Après manger, l’enquêteur devait passer plusieurs coups de fil, pour notamment prendre des nouvelles de l’employeur, et c’est ainsi qu’il alla soupeser son téléphone portable, vieux modèle à clapet posé sur l’armoire du salon. Il ne l’allumait qu’une fois par semaine, ce qui lui procurait un plaisir indicible, car il adorait, à ce moment-là, constater que tout ce qu’on lui proposait était déjà hors de propos. Les opportunités sociales s’éteignaient, semaine après semaine, tout en se raréfiant : le téléphone coupé effaçait la possibilité de l’autre, et progressivement effaçait l’enquêteur directement dans le cœur des gens. Son Nokia, bien loin d’être un outil de communication, représentait en fait sublimement à ses yeux la possibilité du repoussement, la capacité du contre-temps : c’était fabuleux de trouver dans ce petit objet non pas la faculté à recevoir des messages mais à les conserver, à les bloquer, dans le silence, plongés un instant dans l’inexistence. Il avalait toutes les tentations, tel un paratonnerre, un trou noir, un pare-feu du réel ; éteint, il engloutissait la vie, jusqu’à ce que, allumé, cette vie même ait été désinfectée, plus qu’un élément inerte et insignifiant du passé.

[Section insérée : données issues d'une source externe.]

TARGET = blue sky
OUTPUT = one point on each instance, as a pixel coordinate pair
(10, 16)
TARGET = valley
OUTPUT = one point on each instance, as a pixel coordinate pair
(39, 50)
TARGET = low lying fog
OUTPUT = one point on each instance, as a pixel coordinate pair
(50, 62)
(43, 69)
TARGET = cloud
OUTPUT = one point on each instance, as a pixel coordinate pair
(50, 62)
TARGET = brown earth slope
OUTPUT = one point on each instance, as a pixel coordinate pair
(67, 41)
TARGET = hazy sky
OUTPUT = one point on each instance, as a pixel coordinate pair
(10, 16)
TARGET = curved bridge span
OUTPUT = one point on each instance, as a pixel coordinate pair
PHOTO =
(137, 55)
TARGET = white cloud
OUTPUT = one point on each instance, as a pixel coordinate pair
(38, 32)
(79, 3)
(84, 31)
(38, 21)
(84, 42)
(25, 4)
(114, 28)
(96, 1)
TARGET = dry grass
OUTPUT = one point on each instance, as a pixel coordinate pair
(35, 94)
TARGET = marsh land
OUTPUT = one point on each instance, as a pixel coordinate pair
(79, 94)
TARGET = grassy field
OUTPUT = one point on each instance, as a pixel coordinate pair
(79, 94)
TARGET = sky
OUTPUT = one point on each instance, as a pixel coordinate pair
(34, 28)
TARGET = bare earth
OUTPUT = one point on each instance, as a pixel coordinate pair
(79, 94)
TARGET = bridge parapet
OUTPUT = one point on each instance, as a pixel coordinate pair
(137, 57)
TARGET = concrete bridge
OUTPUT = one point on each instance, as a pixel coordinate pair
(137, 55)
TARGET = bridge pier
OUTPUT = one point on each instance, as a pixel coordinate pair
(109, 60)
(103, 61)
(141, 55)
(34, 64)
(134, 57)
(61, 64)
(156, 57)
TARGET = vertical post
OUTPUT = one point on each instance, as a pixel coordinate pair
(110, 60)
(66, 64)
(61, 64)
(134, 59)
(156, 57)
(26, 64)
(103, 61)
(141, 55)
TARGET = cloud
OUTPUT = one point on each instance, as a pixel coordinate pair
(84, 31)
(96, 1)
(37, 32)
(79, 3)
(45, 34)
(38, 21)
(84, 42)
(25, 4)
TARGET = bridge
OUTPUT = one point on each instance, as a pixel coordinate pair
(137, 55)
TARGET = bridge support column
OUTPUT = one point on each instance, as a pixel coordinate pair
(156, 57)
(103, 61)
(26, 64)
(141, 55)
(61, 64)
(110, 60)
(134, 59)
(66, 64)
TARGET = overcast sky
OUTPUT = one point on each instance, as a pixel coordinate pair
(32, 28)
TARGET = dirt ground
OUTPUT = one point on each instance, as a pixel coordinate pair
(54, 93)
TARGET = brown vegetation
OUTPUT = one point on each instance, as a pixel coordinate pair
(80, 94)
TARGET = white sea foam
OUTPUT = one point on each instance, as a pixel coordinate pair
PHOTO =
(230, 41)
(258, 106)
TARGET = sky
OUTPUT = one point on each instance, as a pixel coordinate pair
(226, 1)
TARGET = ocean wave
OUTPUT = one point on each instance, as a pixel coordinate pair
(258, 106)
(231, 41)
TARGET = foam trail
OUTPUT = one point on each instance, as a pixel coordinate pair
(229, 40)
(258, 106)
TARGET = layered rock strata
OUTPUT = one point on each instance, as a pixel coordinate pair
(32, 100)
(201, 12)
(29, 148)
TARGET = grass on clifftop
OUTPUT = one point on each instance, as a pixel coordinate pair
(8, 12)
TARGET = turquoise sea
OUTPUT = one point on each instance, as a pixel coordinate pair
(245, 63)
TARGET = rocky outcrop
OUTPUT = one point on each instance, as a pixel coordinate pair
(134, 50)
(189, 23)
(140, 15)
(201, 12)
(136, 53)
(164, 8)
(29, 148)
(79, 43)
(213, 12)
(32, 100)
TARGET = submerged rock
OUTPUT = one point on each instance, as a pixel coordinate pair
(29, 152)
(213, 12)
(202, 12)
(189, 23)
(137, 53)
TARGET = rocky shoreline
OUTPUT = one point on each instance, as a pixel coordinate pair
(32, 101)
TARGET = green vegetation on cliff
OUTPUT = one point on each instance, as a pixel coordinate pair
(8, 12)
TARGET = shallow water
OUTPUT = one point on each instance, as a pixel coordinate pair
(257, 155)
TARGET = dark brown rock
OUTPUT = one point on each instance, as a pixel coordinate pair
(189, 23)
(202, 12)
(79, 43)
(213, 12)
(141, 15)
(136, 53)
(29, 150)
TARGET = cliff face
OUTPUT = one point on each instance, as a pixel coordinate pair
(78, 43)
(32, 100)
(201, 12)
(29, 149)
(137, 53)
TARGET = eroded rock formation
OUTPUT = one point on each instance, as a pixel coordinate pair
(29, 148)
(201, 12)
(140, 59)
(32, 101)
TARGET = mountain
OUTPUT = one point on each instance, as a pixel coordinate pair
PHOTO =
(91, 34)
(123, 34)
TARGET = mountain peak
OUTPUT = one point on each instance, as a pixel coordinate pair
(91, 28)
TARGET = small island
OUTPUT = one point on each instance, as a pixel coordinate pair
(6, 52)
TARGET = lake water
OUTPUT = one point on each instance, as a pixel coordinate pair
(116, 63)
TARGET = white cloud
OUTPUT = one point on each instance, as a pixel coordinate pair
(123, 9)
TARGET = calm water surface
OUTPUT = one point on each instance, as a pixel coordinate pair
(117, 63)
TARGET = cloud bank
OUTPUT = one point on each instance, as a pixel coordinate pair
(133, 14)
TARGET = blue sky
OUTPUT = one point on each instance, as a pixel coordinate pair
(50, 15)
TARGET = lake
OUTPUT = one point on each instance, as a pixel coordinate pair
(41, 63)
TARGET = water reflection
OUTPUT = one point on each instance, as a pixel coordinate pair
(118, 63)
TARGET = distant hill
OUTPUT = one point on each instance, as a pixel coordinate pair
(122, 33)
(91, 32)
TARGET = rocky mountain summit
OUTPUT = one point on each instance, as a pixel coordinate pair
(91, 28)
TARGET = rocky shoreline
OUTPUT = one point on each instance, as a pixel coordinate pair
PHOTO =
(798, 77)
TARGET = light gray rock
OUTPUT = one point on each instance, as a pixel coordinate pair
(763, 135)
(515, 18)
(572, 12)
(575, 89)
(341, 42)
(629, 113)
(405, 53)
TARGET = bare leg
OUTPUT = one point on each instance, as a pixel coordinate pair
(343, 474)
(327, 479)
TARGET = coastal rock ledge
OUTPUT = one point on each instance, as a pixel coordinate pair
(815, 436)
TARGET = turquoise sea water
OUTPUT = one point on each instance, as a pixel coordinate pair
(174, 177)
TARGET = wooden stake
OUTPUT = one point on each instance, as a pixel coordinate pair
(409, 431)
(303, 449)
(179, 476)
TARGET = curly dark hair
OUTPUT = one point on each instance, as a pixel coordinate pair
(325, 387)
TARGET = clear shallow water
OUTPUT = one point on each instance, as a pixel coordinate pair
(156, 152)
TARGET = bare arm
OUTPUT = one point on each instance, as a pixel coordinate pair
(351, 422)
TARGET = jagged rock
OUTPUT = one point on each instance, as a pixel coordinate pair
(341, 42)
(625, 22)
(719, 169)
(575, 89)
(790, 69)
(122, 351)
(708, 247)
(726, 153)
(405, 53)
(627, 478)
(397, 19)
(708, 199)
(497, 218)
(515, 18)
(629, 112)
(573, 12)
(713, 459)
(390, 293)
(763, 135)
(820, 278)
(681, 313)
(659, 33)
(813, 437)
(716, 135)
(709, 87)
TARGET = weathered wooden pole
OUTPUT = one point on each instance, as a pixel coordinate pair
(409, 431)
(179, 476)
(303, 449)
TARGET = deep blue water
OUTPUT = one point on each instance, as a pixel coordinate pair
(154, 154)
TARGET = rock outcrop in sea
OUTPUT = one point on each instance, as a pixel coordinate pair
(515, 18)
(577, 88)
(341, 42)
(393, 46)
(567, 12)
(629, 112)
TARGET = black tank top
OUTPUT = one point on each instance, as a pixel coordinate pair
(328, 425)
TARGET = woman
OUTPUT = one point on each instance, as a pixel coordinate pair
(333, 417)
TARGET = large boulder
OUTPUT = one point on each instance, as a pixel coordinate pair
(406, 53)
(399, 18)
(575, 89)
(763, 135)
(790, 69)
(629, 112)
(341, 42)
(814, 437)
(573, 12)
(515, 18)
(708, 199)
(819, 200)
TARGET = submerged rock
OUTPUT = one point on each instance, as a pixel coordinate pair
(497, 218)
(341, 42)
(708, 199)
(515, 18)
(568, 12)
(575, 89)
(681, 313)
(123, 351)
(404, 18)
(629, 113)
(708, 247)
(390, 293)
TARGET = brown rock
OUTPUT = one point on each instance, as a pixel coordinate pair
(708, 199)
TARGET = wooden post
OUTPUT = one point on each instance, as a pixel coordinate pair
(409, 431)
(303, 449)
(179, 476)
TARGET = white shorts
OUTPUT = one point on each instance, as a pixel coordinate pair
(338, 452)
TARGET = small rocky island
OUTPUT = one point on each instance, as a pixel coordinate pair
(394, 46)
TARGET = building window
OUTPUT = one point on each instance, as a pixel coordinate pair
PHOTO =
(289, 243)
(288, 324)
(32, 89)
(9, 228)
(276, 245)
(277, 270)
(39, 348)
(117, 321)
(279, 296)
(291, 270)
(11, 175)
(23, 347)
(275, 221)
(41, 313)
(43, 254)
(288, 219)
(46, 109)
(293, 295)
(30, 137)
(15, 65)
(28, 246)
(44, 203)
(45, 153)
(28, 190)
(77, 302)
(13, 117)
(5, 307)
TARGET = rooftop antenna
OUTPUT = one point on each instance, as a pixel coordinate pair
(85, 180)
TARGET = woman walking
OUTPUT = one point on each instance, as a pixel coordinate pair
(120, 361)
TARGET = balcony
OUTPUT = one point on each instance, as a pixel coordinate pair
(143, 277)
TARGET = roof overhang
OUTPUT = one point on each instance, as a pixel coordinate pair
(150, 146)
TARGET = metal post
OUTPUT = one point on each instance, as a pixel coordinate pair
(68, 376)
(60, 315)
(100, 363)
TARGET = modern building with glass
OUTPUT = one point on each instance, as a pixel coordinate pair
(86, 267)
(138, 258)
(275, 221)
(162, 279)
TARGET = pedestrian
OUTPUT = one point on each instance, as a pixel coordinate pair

L’enquêteur était intarissable à ce sujet, et il riait de ceux toujours prompts à se lamenter de l’hyper-connexion, comme un signe de la défaite de l’Humain face à la Machine, sans réaliser qu’il n’y avait rien de plus humain qu’un téléphone portable, qu’il n’y avait rien de plus sexuel, rien de plus empreint du désir de vivre et de branler l’importance de sa présence. L’hyper-connexion était un humanisme. C’était bien la raison de son triomphe. L’enquêteur lui devait beaucoup : en concentrant le drame de l’autre dans le concept du réseau, en resserrant toute initiative de sociabilité à ce domaine, le téléphone avait permis, à celui qui savait s’en servir, de couper court aux tumultes mondains et de trancher dans le vif. Rien de plus simple. Voulez-vous éteindre l’appareil ? Oui.